Impulse buys at the supermarket could soon become a lot more expensive. Tatts is quietly appealing the moratorium on a law preventing lottery tickets and scratchies from being sold at supermarket check-outs. The gambling giant is also rumoured to already be in talks with Coles and Woolworths ahead of an expected positive result.

The Newsagents Association of NSW and ACT (NANA) is having urgent talks with Andrew Constance, the NSW Treasurer in an attempt to oppose the overturning of the law.

Chief executive of NANA, Andrew Packham, said many newsagents would be severely affected by supermarkets being given the right to sell lottery tickets and scratchies; some of whom receive up to 90 per cent of their revenue from them.

Mr Packham believes up to 50 per cent of NANA’s membership would become ‘borderline viable’ if the deal went ahead; with up to 600 businesses destined to go under.

New South Wales and Queensland are the only states who currently restrict the sale of lottery tickets to small businesses.
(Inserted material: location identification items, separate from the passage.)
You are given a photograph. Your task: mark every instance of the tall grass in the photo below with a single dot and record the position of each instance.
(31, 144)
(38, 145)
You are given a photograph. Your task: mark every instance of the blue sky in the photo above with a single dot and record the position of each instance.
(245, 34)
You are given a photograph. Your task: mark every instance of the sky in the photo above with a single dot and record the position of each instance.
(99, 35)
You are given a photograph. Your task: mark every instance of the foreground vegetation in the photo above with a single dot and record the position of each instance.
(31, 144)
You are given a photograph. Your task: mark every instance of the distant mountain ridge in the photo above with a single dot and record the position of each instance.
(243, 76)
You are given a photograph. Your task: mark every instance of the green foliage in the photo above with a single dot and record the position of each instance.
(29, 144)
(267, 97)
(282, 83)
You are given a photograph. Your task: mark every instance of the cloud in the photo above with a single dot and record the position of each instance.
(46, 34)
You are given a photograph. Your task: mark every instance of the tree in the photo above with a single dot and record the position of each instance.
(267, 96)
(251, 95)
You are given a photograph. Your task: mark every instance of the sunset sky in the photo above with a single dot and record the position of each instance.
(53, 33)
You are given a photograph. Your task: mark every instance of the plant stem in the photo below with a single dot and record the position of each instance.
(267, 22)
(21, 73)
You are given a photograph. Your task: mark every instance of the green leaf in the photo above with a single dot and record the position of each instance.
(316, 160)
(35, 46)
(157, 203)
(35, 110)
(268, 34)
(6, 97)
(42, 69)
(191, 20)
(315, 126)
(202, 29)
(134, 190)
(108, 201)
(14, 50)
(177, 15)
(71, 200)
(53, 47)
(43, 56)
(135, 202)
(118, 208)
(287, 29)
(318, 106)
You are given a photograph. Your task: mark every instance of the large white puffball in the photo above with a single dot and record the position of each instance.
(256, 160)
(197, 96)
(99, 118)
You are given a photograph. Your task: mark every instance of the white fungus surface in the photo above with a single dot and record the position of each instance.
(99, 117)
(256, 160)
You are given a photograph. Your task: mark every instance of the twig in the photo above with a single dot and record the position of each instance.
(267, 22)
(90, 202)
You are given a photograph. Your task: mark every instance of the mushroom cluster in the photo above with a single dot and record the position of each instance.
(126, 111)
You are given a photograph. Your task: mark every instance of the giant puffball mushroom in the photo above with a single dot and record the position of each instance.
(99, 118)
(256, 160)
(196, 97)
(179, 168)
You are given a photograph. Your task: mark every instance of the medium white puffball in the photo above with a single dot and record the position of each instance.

Tatts, on the other hand, offers lottery services nationwide, except for Western Australia. However, it has been working quietly to offer its products through the two major supermarket retailers.

Anti-gambling groups are horrified at the thought of tickets being sold in check-outs. The problem wouldn’t be so much in the immediate effect (which would itself squander millions more of Australian wages into something entirely unproductive to the nation) but in the fact that it would normalise gambling. Younger people would see gambling as simply a part of their daily life.